Repairing the damage is hard work. It requires vulnerability, a willingness to forgive, accepting responsibility for the impact of our own behaviors, and some uncomfortable conversations. Most people would rather ignore the damage and move forward. But it doesn’t work that way. Until there is reconciliation between the affected people, the level of trust will be capped by the amount of the unrepaired damage.
The key is to look inside ourselves before we try to reach out to others. Here’s a process I recommend to clients, called the Reconciliation Ladder:
We start at the bottom rung. The first 3 rungs involve determining what element of the damaged trust we each own (“my trash”), then doing something about it. The next three rungs require reaching out to the other person and accepting responsibility for our own behaviors and impact. The last two (top) rungs require us to talk about the other person’s contribution to the damaged trust (“your trash”).
It gets harder the higher we climb:
- The bottom 3 rungs can happen in our own head and heart, so we have control.
- The middle rungs require us to start being vulnerable by including a second person in the conversation, who may not be aligned with our game plan for reconciliation.
- The top seems easier, because we’re focusing on others’ shortcomings, but it is the hardest to do well, because we have to carefully speak the truth about someone else’s trash. The key here is the word “carefully.” Another way to say that would be “with a loving heart” or “with kindness.”
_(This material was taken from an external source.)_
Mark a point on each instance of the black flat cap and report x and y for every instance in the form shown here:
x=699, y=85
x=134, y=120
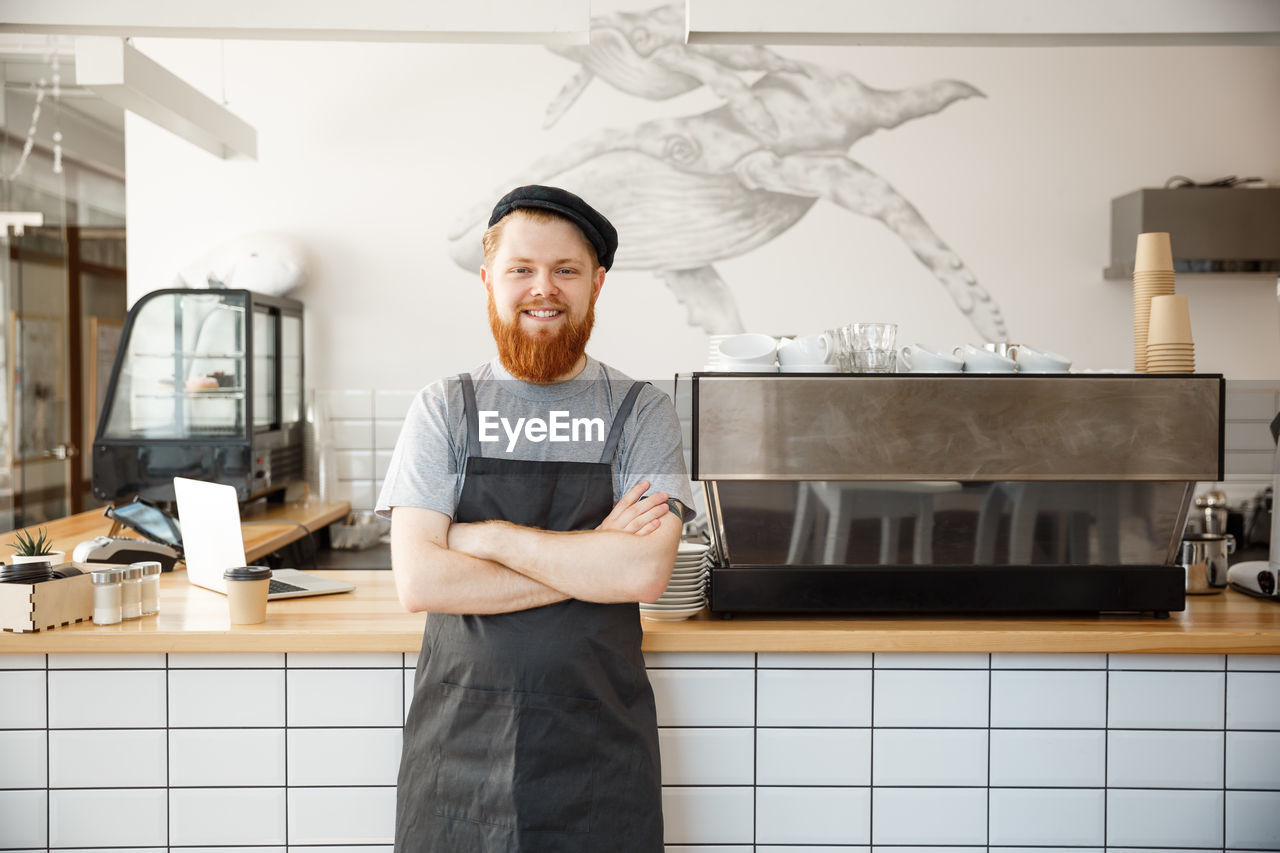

In this process, we may be rejected. The other person may not accept the apology, forgive us, or agree with our view of what caused the damage. But that’s the risk we take. And in my own relationships, I have found that there is great power in a genuine apology to soften even the hardest heart, over time. Sometimes the other person won’t get on the ladder until they see me climbing.
Before 2010, I was asking people to leap up to grab the last rung on the ladder, without doing the hard and deliberate work of climbing, one rung at a time. The ladder can seem daunting when viewed from the ground. Thankfully, we don’t have to commit to the entire ladder all at once. Even the first step up is helpful in starting to repair the damage.